Nothing says "thanks for your service to our country" like serial abandonment. But that's the most some veterans can hope for under this administration, which has been at the heart of one of the worst cases of medical neglect America has ever seen. "We need a new sense of urgency," Barack Obama insisted in 2007 on the hundreds of thousands of veterans waiting for health care. Turns out, it's actually the man who campaigned on the issue who needed the urgency more.
Two years after the crises in America's Veterans Administration (VA) was exposed, not much has changed for the nation's heroes. In a damning report released Tuesday by the VA Inspector General's office, the health care tragedy continues for at least 200 veterans who died awaiting treatment at the government's Phoenix facility (the same one that came under fire in 2014 for delaying doctors' appointments by up to a year). Despite 24 months of "reform," the fatal incompetence continues, as families grieve the loss of men and women who served this nation that may have been spared had the administration been willing to serve them.
In one instance, the investigation found one veteran never received an appointment for a cardiology exam "that could have prompted further definitive testing and interventions that could have forestalled his death." (I'm sure if the veteran had requested sex-reassignment surgery, he'd have shot to the top of the list!) What's worse, "nearly a quarter of all the specialist consultations in 2015 were canceled, in part due to employee confusion stemming from outdated scheduling procedures that were not updated until this past August."

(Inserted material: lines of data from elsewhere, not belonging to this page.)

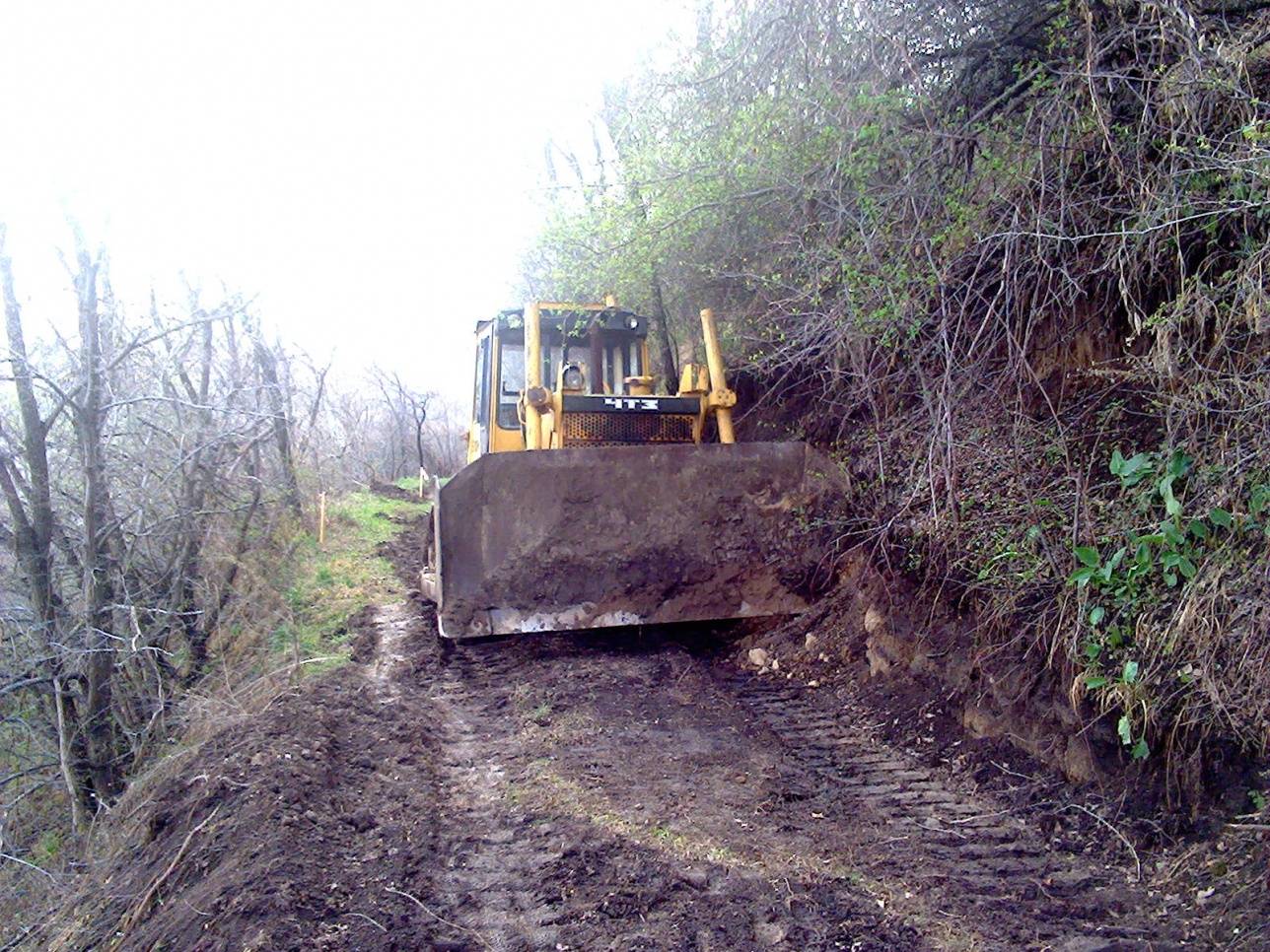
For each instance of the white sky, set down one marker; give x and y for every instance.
(365, 168)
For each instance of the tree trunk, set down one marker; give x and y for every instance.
(268, 364)
(98, 572)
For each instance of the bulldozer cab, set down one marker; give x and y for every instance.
(586, 351)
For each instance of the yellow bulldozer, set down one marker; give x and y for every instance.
(594, 502)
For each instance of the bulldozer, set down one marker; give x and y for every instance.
(590, 501)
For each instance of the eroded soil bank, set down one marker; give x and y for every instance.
(609, 791)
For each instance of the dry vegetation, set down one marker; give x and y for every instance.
(159, 472)
(1009, 259)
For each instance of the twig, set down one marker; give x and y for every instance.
(444, 921)
(1120, 836)
(139, 911)
(373, 921)
(32, 866)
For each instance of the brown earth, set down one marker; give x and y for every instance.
(611, 791)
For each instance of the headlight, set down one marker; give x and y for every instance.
(572, 377)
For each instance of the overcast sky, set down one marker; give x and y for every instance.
(365, 169)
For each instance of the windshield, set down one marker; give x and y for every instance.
(511, 374)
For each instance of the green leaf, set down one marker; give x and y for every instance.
(1134, 470)
(1081, 577)
(1260, 501)
(1089, 556)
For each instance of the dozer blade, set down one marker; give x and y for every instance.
(565, 540)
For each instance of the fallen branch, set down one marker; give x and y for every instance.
(1120, 836)
(31, 866)
(444, 921)
(139, 911)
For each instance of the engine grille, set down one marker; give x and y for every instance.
(625, 428)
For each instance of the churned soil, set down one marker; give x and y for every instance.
(617, 789)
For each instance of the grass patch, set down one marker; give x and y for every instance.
(330, 582)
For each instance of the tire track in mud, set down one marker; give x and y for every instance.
(489, 871)
(955, 866)
(970, 853)
(616, 789)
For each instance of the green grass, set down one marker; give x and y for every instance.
(327, 584)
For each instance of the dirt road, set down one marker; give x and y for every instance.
(612, 791)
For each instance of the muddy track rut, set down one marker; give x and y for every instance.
(620, 791)
(617, 789)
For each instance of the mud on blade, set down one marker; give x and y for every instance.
(598, 537)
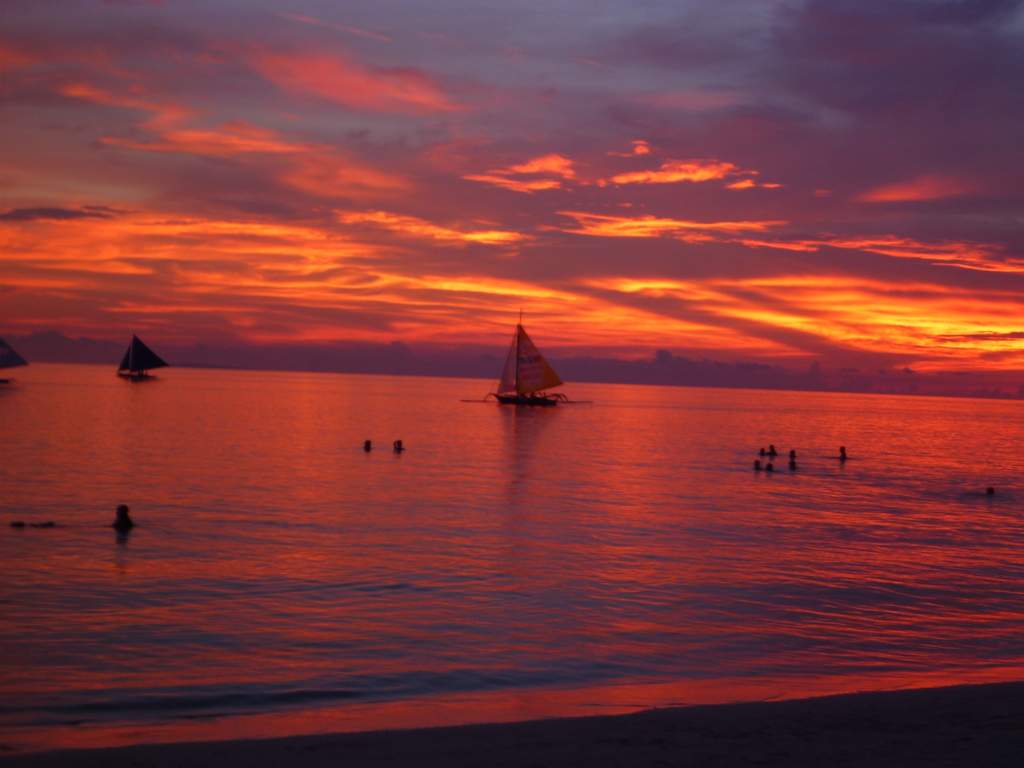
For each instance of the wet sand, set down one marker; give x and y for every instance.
(970, 725)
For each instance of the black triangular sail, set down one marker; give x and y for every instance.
(8, 357)
(139, 357)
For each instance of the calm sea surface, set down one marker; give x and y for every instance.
(511, 563)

Of course, these scheduling issues were exactly what President Obama said the government would fix. In his town hall with active military last week, Obama told the widow of a veteran who died waiting for a colonoscopy at a VA clinic, "We're having to rebuild information systems, intake systems... Across the board, we're working on these issues... And I want zero errors in all that process." But as 200 families can attest, he's a long way from that goal. Their loved ones died, not in the line of duty, but waiting for the kind of care their sacrifice should have afforded them.

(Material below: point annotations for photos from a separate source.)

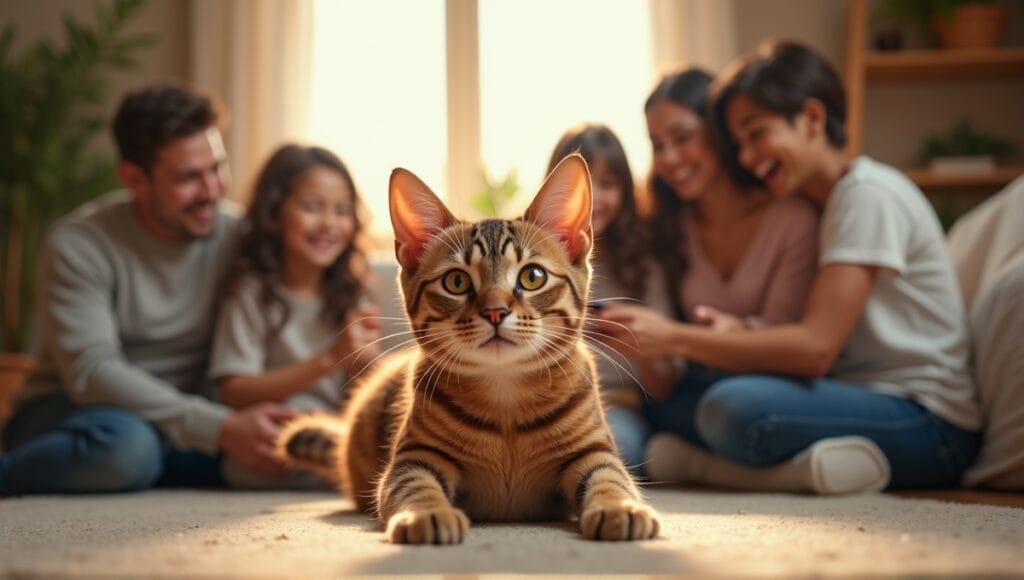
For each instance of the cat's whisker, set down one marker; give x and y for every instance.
(599, 348)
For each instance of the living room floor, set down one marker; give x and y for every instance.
(705, 533)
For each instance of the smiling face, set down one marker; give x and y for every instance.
(773, 149)
(684, 158)
(317, 218)
(177, 200)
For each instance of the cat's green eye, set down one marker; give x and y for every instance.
(532, 277)
(457, 282)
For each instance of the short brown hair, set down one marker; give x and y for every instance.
(148, 118)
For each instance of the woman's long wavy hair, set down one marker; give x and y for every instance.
(261, 249)
(687, 89)
(623, 245)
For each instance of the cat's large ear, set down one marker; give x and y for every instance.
(417, 215)
(563, 205)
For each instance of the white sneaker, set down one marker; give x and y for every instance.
(847, 464)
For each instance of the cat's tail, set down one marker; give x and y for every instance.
(312, 443)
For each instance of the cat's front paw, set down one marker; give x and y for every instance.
(438, 526)
(621, 521)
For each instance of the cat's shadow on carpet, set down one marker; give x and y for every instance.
(351, 515)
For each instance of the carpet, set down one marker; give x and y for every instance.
(285, 534)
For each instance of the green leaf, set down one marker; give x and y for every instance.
(50, 96)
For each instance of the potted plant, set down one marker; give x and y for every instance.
(495, 196)
(51, 97)
(965, 150)
(956, 24)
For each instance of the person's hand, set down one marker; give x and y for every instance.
(635, 331)
(358, 342)
(717, 320)
(250, 436)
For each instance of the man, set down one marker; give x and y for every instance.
(127, 303)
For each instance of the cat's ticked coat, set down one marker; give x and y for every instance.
(495, 415)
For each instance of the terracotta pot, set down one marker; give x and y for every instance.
(14, 367)
(971, 26)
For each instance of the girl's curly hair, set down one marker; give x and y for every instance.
(261, 249)
(623, 245)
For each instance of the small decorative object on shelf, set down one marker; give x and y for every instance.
(955, 24)
(965, 150)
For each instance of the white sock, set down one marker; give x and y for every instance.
(830, 466)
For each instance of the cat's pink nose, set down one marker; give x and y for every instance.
(496, 316)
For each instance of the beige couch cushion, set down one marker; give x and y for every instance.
(987, 246)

After more than a decade of war, America's veterans have all kinds of needs. And how does their country express its appreciation? By ignoring them. None of this should come as a surprise, especially not from an administration that's spent the last seven and a half years using the military as a mule for its social agenda. It's a tragic legacy for a commander-in-chief whose only use for America's troops is fighting one war: the culture's.